Cyber perpetrators allegedly swiped customer data from Coinbase, demanding a ransom of $20 million in return.
*Coinbase Data Breach: What You Need to Know*
Coinbase, the leading American cryptocurrency exchange, is on red alert after a data breach allows bad actors to target customers for crypto-theft.
In a revealing post on social media, CEO Brian Armstrong confessed that dishonest employees, living outside the US, took bribes to disclose sensitive data such as names, birthdays, and partial ID numbers to cybercriminals. This stolen info has been used to execute social engineering attacks, where callers pose as Coinbase reps and trick customers into transferring funds.
It's not clear how many Coinbase customers have been affected, but the company has vowed to make good on any losses suffered by its customers as a result of this incident. In documents filed with the US Securities and Exchange Commission (SEC), Coinbase projected that it may have to spend between $180 million to $400 million to cover remediation and customer reimbursements related to the bribes.
As the cybercriminals demanded a ransom of $20 million in bitcoin not to publicize the stolen customer info, Coinbase responded by refusing to pay and instead offering a $20 million bounty for any information that leads to the capture of the attackers. In Armstrong's words, "We will prosecute you and bring you to justice."
What Should You Do?
- Enable Two-Factor Authentication (2FA) and withdrawal allow-listing to beef up account security.
- Be wary of any unexpected calls requesting sensitive information or pressuring you to transfer funds.
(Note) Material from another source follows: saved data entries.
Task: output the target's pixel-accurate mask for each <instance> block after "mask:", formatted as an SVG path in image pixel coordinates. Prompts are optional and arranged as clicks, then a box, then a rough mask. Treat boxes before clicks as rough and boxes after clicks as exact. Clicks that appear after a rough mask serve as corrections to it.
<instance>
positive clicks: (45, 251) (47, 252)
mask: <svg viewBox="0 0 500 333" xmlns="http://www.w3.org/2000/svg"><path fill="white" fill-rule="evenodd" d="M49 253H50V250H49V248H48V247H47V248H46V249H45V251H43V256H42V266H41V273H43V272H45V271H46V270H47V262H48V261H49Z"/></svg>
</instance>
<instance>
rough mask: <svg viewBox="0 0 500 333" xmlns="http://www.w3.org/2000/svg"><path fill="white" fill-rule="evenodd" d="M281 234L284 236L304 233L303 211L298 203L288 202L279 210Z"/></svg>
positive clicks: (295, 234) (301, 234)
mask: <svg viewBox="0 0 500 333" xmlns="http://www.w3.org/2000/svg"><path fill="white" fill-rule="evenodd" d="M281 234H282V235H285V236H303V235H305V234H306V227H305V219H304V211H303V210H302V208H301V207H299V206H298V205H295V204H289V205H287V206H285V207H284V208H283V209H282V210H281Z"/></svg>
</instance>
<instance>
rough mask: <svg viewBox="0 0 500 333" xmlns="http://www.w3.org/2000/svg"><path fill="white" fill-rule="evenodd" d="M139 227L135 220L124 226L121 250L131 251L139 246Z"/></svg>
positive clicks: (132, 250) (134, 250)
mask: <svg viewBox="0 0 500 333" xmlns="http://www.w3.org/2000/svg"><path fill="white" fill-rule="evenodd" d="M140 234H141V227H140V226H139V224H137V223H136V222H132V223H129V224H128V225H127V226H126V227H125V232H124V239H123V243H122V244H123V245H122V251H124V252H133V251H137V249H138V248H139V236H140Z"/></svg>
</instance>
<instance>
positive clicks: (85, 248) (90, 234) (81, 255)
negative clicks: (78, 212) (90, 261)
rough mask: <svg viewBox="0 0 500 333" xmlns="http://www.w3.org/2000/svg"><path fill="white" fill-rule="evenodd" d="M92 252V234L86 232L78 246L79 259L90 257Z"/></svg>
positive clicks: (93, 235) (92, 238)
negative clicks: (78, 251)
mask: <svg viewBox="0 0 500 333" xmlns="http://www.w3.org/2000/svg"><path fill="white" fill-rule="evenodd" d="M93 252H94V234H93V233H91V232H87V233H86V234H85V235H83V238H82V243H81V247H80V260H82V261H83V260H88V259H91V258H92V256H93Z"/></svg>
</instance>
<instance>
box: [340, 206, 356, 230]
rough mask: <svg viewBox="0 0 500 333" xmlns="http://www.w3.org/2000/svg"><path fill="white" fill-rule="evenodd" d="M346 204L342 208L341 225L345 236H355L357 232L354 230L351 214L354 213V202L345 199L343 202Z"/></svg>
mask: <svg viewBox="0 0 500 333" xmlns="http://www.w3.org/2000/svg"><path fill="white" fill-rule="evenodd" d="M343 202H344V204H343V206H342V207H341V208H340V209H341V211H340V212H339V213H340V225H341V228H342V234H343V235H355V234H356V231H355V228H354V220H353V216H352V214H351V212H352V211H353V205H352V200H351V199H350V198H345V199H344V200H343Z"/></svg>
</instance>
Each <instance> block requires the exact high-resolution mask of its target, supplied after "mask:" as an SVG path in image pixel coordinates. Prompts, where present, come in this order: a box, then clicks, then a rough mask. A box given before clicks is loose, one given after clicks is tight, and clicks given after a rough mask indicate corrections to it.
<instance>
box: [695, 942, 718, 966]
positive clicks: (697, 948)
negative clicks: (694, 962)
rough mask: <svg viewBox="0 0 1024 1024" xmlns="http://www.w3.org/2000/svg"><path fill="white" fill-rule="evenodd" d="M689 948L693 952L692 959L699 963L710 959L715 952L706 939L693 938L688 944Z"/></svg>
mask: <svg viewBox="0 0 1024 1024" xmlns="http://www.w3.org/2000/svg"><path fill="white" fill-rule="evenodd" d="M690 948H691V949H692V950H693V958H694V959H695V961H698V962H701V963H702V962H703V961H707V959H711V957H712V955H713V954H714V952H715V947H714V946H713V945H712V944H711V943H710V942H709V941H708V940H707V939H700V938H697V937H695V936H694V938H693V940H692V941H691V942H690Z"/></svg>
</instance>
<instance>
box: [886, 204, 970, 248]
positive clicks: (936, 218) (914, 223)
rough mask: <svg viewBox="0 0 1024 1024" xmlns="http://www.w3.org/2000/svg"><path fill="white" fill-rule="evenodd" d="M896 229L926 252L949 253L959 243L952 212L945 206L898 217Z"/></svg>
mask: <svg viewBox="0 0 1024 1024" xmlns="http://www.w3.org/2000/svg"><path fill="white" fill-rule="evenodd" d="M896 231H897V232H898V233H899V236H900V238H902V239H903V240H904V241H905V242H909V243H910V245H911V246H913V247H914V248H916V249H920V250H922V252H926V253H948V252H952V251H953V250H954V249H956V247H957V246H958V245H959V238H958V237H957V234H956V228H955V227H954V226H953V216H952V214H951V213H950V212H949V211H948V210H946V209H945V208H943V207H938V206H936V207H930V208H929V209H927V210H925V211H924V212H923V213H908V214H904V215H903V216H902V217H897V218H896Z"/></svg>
Never share sensitive data over the phone or under pressure.
- Keep an eye out for phishing attempts and stay vigilant against scams.
Stay informed as Coinbase continues to take measures to safeguard customer info and prevent future incidents.
Further Reading:
- Cryptocurrency Security
- Cybersecurity Measures
- Data Privacy
- Coinbase Updates
Enrichment Data:
- Number of Customers Affected by the Coinbase Data Breach: Approximately 1% of users (~1 million, considering Coinbase's 100M+ user base)
- Breach Mechanism: Bribed support agents facilitated access to customer data
- Remediation Costs: Expected expenses range from $180 million to $400 million (reimbursement, remediation, and security upgrades)
- Reimbursement: Voluntary reimbursement for customers who lost funds due to social engineering
- Security Measures: Measures taken include firing involved employees, criminal charges, opening a new U.S. support hub, enhanced insider-threat and automated threat detection, increased customer education
- Customer Advice: Enable 2FA, withdrawal allow-listing, beware of scams, never share sensitive information.
- This cybersecurity incident at Coinbase underscores the importance of data-and-cloud-computing security measures, particularly in the realm of general-news and crime-and-justice.
- In light of the Coinbase data breach, it's crucial for users to follow recommended security practices such as enabling Two-Factor Authentication (2FA), withdrawal allow-listing, and being vigilant against phishing attempts to protect their accounts.